ZENworks OS imaging has always been based on the Linux kernel – it’s fast, efficient, has a great networking stack and is also extensible. None of the problems of DOS and getting NDIS drivers etc.
Earlier versions of ZENworks – (ZfD 3.x, ZfD 4.0, ZENworks 6, ZENworks 6.5) – spawned a slew of sites dedicated to tweaking this Linux environment. Notable is the Novell Forge Project zfdimgdrv.
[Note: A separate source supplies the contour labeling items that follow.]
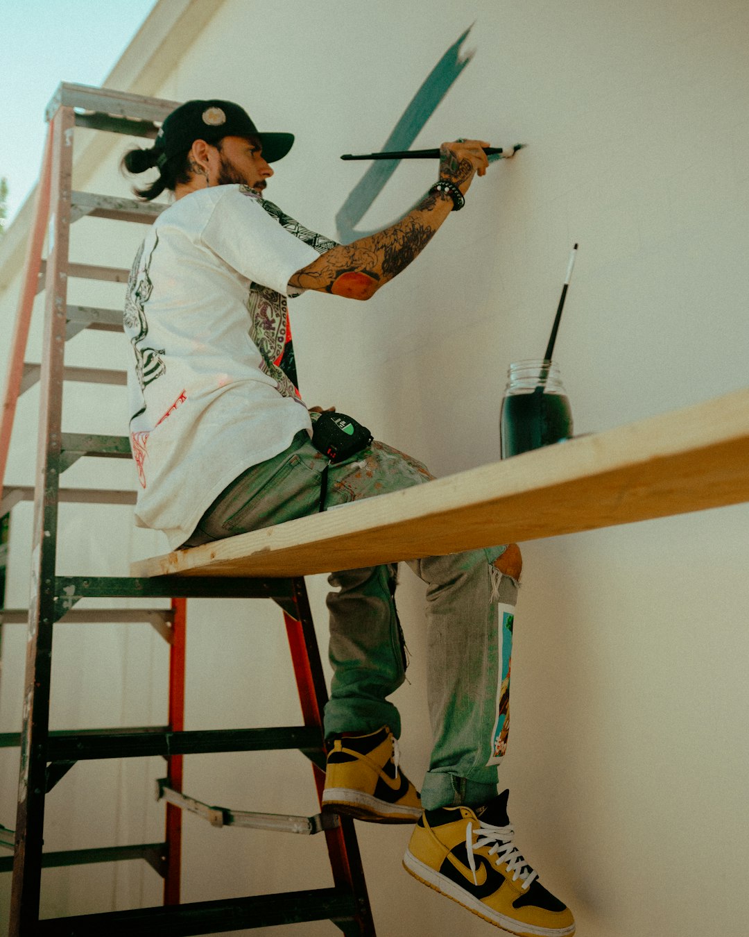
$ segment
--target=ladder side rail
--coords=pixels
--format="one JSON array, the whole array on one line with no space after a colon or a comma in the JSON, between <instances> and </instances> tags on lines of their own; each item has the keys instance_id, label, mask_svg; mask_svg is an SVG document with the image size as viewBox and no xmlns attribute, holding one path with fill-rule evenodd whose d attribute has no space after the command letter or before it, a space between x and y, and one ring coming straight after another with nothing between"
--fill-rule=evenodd
<instances>
[{"instance_id":1,"label":"ladder side rail","mask_svg":"<svg viewBox=\"0 0 749 937\"><path fill-rule=\"evenodd\" d=\"M297 680L304 724L319 728L322 736L324 733L323 708L328 702L325 674L322 669L322 661L320 660L320 651L304 579L295 578L292 583L297 604L297 617L284 610L284 621L286 626L286 636L294 665L294 676ZM286 604L285 602L284 605ZM312 769L315 775L317 799L322 806L325 772L316 765L313 765ZM339 926L347 934L356 934L357 937L374 937L374 921L372 916L354 821L351 817L346 816L341 816L340 820L340 825L325 830L328 857L330 861L336 888L340 888L354 897L357 904L357 915L355 921Z\"/></svg>"},{"instance_id":2,"label":"ladder side rail","mask_svg":"<svg viewBox=\"0 0 749 937\"><path fill-rule=\"evenodd\" d=\"M47 231L47 219L50 215L50 186L51 178L51 126L47 131L47 141L44 147L44 156L41 165L41 174L37 185L34 206L34 227L26 246L26 258L23 266L23 283L18 304L16 321L13 326L10 360L6 376L5 393L3 394L3 412L0 416L0 490L6 477L7 454L10 449L10 436L13 432L13 421L16 415L16 404L21 393L21 382L23 379L23 358L26 353L31 315L34 309L34 298L37 295L37 285L42 265L42 249L44 236Z\"/></svg>"},{"instance_id":3,"label":"ladder side rail","mask_svg":"<svg viewBox=\"0 0 749 937\"><path fill-rule=\"evenodd\" d=\"M169 723L172 732L184 730L184 658L186 650L187 600L172 599L171 644L169 646ZM169 755L167 776L169 787L182 793L184 755ZM167 804L167 863L164 876L164 904L180 903L182 871L182 811Z\"/></svg>"},{"instance_id":4,"label":"ladder side rail","mask_svg":"<svg viewBox=\"0 0 749 937\"><path fill-rule=\"evenodd\" d=\"M53 223L50 227L47 260L29 639L23 692L10 937L22 937L32 932L38 922L52 625L55 617L58 467L61 454L74 126L75 114L72 108L61 108L51 125L52 160L50 199L54 215Z\"/></svg>"}]
</instances>

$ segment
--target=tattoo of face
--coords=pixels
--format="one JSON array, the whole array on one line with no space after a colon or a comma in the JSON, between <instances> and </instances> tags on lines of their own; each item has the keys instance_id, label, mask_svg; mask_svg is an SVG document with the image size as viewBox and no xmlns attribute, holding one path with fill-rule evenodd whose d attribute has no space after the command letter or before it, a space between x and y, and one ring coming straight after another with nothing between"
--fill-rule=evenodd
<instances>
[{"instance_id":1,"label":"tattoo of face","mask_svg":"<svg viewBox=\"0 0 749 937\"><path fill-rule=\"evenodd\" d=\"M190 167L190 171L193 173L193 175L204 175L206 177L208 176L208 172L206 171L205 167L196 162L192 156L189 157L187 162Z\"/></svg>"},{"instance_id":2,"label":"tattoo of face","mask_svg":"<svg viewBox=\"0 0 749 937\"><path fill-rule=\"evenodd\" d=\"M434 233L432 228L412 223L396 236L383 239L382 274L386 280L397 276L429 244Z\"/></svg>"}]
</instances>

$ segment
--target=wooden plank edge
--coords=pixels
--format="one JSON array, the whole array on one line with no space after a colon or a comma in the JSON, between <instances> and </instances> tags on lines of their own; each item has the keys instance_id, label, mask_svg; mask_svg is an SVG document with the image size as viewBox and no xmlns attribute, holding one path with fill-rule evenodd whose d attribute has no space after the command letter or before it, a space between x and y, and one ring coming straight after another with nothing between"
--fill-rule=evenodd
<instances>
[{"instance_id":1,"label":"wooden plank edge","mask_svg":"<svg viewBox=\"0 0 749 937\"><path fill-rule=\"evenodd\" d=\"M587 509L595 498L592 516ZM748 499L749 389L742 389L323 514L140 560L131 574L312 574Z\"/></svg>"}]
</instances>

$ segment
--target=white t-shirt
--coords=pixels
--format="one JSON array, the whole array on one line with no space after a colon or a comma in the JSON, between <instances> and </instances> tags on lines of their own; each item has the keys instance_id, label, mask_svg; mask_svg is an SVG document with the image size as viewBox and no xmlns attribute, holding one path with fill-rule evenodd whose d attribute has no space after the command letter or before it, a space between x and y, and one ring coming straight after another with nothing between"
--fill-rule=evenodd
<instances>
[{"instance_id":1,"label":"white t-shirt","mask_svg":"<svg viewBox=\"0 0 749 937\"><path fill-rule=\"evenodd\" d=\"M125 309L130 445L136 523L170 548L242 472L311 429L280 366L286 296L332 245L242 186L193 192L150 229Z\"/></svg>"}]
</instances>

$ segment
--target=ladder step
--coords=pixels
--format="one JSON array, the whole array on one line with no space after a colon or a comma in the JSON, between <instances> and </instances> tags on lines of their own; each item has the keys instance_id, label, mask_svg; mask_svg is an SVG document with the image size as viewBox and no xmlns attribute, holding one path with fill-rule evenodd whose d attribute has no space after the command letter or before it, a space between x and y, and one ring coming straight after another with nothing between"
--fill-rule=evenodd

The imaging environment has also been extended by the likes of ENGL.
ZENworks 7 changed to a SLES 9 SP2-based kernel; this provides extensive hardware support (and real support; things that have been tested).
For unsupported hardware – or to add updated drivers – life is now a lot simpler.
Matt Misbach – one of the ZENworks engineers – passed on this tip:
- Obtain the binary driver file, it has the extension of “.ko”, (If no binary driver is available, then the source needs to be obtained and built on a sles9 sp2 machine.)
- On your ZENworks server mount the /srv/tftp/boot/initrd file using a similar command:
mount -o loop /srv/tftp/boot/initrd /mnt - copy the new .ko file into the /mnt/lib/modules/2.6.5-override-default/initrd
- umount /mnt
Hi Martin
Just a small note, the initrd is a compressed filesystem file so you need to gunzip the file before you can mount it. After adding the driver, zip the file again and rename to initrd.